Harvey Howard (Bing Crosby) a 51 ans, et il est veuf depuis quelques temps. Il prend la décision de reprendre ses études là où il les avait laissées: il n'a pas pu aller à l'université. Il se retrouve donc "freshman" avec des "camarades de classe" qui sont trois fois moins agés que lui... 

C'était un film développé pour Gary Cooper, mais ce dernier n'était plus du tout en état de tourner...Il allait d'ailleurs décéder au début de 1961. Bing Crosby a donc remplacé l'acteur, après quelques menus ajustements: notamment, le film est devenu un peu plus musical. C'est d'ailleurs la première fois que Henry Mancini est crédité sur un film de Blake Edwards (il avait collaboré de façon confidentielle à Operation Petticoat, et bien sûr était engagé sur les séries TV Peter Gunn et Mr Lucky, toutes deux pilotées par Edwards). Le sentiment, devant ce film totalement rafraichissant, est que le metteur en scène finit de mettre en place son style et ses aspirations, et le fait dans le cadre rassurant de la comédie plus ou moins musicale, en racontant des histoires d'étudiants...
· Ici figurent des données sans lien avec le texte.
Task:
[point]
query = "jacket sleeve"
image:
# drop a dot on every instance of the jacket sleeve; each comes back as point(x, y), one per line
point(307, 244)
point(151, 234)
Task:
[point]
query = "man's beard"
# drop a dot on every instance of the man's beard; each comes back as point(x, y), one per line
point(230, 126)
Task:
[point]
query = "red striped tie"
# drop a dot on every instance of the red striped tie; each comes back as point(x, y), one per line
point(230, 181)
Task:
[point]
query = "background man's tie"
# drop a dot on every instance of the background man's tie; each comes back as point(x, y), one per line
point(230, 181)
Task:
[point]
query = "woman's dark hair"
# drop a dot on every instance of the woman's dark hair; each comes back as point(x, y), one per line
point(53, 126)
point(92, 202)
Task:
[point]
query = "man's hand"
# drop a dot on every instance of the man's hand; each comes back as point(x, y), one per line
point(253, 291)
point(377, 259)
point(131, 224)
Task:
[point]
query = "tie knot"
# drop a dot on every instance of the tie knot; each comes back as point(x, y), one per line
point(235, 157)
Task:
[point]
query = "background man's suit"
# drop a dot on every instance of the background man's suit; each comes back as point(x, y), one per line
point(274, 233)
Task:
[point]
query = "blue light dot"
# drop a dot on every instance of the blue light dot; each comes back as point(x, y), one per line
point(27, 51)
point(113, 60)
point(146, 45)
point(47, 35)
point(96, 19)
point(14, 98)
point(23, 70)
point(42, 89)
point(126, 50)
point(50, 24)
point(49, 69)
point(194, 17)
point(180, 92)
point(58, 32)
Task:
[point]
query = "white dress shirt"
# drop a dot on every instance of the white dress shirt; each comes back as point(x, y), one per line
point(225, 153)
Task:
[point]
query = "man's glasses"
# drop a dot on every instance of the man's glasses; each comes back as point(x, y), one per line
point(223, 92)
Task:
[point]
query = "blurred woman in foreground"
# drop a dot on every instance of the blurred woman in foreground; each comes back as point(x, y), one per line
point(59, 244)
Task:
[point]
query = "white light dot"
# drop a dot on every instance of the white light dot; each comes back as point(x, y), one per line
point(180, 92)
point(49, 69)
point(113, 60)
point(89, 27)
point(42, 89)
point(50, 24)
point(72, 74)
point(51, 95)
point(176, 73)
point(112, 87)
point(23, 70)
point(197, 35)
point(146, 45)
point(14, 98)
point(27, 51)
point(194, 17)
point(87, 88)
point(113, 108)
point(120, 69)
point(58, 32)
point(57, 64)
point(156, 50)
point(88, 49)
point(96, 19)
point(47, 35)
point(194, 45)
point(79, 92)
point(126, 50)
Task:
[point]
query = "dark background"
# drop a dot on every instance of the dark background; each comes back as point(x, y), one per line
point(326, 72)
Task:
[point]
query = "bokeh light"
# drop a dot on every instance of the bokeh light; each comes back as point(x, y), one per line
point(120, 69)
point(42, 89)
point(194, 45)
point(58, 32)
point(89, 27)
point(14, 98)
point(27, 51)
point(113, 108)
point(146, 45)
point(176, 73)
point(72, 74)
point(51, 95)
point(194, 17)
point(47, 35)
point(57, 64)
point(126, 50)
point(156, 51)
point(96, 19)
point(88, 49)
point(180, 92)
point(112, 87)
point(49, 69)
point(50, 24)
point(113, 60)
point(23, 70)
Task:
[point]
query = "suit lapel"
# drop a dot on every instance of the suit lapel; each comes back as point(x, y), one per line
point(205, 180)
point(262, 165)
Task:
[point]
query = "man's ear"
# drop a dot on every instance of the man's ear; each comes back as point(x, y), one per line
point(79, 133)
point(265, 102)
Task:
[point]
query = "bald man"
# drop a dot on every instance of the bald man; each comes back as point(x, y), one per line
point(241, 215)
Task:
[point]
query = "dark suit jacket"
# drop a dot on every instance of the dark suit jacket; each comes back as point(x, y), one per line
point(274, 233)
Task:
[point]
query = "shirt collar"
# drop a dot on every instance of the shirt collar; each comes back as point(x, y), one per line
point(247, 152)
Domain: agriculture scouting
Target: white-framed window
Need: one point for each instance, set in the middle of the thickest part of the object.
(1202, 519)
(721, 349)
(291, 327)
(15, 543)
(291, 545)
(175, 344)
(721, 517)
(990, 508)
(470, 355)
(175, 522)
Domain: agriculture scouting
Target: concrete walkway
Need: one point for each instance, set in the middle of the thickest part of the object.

Et c'est bien ce qui est plaisant: on aurait pu se contenter d'un décalage en bonne et due forme entre Harvey le quinquagénaire et les jeunes qui l'entouent, alors que ce que raconte le film c'est plus, justement, la vie universitaire appréhendée par un vieil étudiant qui mine de rien réalise un de ses rêves, et le voit en Technicolor! La loufoquerie, l'humour physique assumé sous une mise en scène au cordeau, et l'association entre un homme plus âgé et des gamins plus ou moins irresponsables, mais dotés d'un coeur d'or, voilà le caractère du film. Edwards savait qu'il n'allait pas réaliser Citizen Kane avec une intrigue pareille, il a donc décidé de secouer le cocotier plus d'une fois... Et ça marche: on est bien en compagnie de Harvey et de ses copains, dans un film qui ne fait pas semblant de cacher à la fois son souci d'expérimenter sur la forme (Edwards, comme Hitchcock à la même époque, connait la télévision) et son envie de se situer dans la continuité de la comédie Américaine, muette de préférence...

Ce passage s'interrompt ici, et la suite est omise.